Dina tidak bisa lagi menahan diri. Rasa takut itu mulai mengganggu konsentrasinya di siang hari. Ia sering melamun di kelas, pikirannya melayang ke cermin di kamarnya. Ia harus mencari tahu.

Ia memulai penyelidikannya dengan bertanya kepada Ibu Kos, seorang wanita paruh baya dengan senyum ramah dan kerutan di sudut matanya. Dina mencoba menyampaikan pertanyaannya dengan santai, seolah-olah hanya rasa ingin tahu biasa.

"Bu, cermin di kamar saya itu sudah lama ya?" tanya Dina suatu sore, saat ia berpapasan dengan Ibu Kos di dapur umum.

Ibu Kos mengangguk. "Oh, cermin itu? Sudah ada dari dulu, Nduk. Dari zaman bapak saya dulu masih buka kos-kosan ini."

"Wah, lama sekali ya, Bu," kata Dina, mencoba menggali lebih dalam. "Kira-kira sudah berapa lama, Bu?"

"Kalau dihitung-hitung, ya, sudah puluhan tahun, Nduk. Mungkin sekitar empat puluh tahunan ada kali ya," jawab Ibu Kos sambil tersenyum. "Cermin itu memang antik, makanya saya biarkan saja di sana."

Dina merasa ada sesuatu yang janggal. "Apa ada cerita khusus tentang cermin itu, Bu? Maksud saya, apa cermin itu pernah dipindahkan atau bagaimana?"

Ibu Kos mengerutkan kening. "Dulu pernah dicoba dipindahkan, Nduk. Tapi berat sekali. Sampai tiga orang pun tidak kuat mengangkatnya. Akhirnya ya sudahlah, dibiarkan saja di sana."

Dina mengangguk, jantungnya berdegup lebih kencang.

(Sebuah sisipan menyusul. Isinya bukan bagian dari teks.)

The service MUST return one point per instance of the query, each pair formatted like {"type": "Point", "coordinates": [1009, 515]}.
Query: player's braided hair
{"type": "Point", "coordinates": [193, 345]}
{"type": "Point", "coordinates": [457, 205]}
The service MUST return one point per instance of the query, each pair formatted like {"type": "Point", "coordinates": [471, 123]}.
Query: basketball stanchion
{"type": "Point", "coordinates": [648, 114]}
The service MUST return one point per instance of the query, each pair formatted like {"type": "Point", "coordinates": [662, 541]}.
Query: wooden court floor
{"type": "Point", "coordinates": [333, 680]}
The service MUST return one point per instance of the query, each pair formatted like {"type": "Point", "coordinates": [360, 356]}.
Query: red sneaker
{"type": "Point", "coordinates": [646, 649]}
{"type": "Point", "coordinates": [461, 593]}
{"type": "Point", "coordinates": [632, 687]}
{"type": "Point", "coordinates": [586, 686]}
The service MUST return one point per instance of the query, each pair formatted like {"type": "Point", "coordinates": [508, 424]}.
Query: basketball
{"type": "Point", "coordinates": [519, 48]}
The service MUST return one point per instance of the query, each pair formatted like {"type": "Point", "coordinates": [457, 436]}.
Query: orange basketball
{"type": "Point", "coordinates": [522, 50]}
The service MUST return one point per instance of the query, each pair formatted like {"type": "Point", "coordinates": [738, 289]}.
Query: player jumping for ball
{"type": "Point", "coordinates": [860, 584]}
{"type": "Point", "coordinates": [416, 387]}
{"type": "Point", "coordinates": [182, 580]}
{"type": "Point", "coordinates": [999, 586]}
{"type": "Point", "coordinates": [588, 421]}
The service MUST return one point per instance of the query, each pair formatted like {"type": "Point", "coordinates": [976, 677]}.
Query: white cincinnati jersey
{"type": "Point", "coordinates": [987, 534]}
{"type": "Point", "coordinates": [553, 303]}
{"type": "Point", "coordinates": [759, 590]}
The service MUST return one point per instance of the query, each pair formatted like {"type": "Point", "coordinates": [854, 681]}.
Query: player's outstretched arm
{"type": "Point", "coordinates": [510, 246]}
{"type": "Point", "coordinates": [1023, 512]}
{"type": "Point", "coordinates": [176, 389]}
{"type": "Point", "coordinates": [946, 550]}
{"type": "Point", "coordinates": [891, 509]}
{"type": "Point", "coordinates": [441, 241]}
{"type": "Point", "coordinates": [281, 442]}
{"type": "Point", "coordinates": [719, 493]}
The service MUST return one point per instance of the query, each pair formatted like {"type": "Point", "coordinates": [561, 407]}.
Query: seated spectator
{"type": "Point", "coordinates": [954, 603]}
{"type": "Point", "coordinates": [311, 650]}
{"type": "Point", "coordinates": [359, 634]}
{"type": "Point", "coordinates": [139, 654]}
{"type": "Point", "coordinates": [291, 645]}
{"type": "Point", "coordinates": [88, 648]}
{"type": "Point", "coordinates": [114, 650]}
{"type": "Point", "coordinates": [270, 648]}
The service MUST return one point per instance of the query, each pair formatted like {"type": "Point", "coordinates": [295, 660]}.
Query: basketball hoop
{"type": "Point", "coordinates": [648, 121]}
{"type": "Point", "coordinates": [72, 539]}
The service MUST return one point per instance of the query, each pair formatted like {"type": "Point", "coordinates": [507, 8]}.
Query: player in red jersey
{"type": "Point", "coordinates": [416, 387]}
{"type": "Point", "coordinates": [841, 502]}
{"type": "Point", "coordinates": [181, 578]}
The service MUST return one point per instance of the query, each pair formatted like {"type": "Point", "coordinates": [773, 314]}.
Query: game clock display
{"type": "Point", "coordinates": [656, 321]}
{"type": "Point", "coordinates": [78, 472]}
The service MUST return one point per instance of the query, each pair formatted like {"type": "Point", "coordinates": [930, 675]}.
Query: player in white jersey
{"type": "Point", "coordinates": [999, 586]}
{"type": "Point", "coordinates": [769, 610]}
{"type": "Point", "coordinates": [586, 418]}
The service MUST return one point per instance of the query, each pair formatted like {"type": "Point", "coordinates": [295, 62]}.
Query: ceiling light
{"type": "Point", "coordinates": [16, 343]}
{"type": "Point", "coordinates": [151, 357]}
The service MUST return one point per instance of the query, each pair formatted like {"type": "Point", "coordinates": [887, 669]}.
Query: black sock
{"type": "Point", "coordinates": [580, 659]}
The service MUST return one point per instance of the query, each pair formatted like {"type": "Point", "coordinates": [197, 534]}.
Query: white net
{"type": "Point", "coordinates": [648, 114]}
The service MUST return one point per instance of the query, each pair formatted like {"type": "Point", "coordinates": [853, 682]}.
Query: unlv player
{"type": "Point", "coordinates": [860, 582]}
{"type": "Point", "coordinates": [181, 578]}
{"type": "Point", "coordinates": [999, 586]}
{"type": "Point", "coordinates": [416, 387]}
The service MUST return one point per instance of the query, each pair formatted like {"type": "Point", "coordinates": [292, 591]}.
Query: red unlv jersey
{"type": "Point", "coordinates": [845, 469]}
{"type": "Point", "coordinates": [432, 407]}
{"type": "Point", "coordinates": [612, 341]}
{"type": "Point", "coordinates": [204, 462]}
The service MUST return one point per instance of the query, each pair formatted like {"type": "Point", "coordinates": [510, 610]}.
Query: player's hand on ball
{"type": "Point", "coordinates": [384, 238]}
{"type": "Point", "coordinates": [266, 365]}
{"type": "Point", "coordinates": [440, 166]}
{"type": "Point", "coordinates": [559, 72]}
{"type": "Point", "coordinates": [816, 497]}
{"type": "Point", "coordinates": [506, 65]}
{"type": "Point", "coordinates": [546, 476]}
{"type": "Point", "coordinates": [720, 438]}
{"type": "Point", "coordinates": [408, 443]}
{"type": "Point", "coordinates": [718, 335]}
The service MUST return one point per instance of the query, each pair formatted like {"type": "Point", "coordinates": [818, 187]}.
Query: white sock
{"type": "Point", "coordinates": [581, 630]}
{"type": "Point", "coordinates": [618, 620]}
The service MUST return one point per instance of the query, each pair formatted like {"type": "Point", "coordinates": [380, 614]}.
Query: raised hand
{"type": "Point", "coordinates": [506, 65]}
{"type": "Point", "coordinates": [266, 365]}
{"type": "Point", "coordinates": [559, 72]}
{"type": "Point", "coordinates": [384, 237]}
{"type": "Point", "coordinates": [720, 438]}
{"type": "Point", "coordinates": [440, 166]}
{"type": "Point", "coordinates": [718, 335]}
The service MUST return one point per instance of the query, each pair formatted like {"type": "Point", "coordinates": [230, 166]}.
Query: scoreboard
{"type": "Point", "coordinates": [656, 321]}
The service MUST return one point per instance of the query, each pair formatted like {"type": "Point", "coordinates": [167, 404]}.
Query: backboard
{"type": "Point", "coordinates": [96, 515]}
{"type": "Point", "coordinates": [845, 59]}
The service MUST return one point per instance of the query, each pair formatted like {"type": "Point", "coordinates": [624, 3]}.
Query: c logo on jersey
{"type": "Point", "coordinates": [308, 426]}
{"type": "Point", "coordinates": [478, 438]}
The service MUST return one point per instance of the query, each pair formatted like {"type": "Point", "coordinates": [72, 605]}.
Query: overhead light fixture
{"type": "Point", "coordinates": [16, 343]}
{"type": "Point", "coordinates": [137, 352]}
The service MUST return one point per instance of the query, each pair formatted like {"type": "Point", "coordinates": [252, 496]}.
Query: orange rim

Ia tahu, cermin itu memang terasa sangat kokoh menempel di dinding. Ia pernah mencoba menggesernya sedikit, namun tidak bergerak sama sekali.

Ia beralih ke pertanyaan yang paling mengganggu pikirannya. "Bu, kamar saya itu… dulu siapa yang menempati ya? Sebelum saya?"

Senyum Ibu Kos memudar sedikit. Wajahnya tampak sedikit tegang. "Kamar itu… ya, beberapa kali memang kosong cukup lama, Nduk. Yang terakhir sebelum kamu, namanya Sinta. Sudah sekitar satu tahun lalu dia menghilang."

Dina merasakan darahnya berdesir dingin. "Menghilang? Maksudnya… tanpa kabar, Bu?"

Ibu Kos menghela napas. "Iya, Nduk. Tiba-tiba saja barang-barangnya tidak ada, dan dia tidak pernah kembali lagi. Keluarga juga sudah mencari, tapi tidak ada hasilnya. Aneh memang." Ibu Kos terdiam sejenak, lalu melanjutkan, "Beberapa penghuni sebelumnya juga ada yang begitu, Nduk. Meninggalkan barang-barang, lalu tidak pernah terlihat lagi. Makanya, kamar itu kadang kosong lama."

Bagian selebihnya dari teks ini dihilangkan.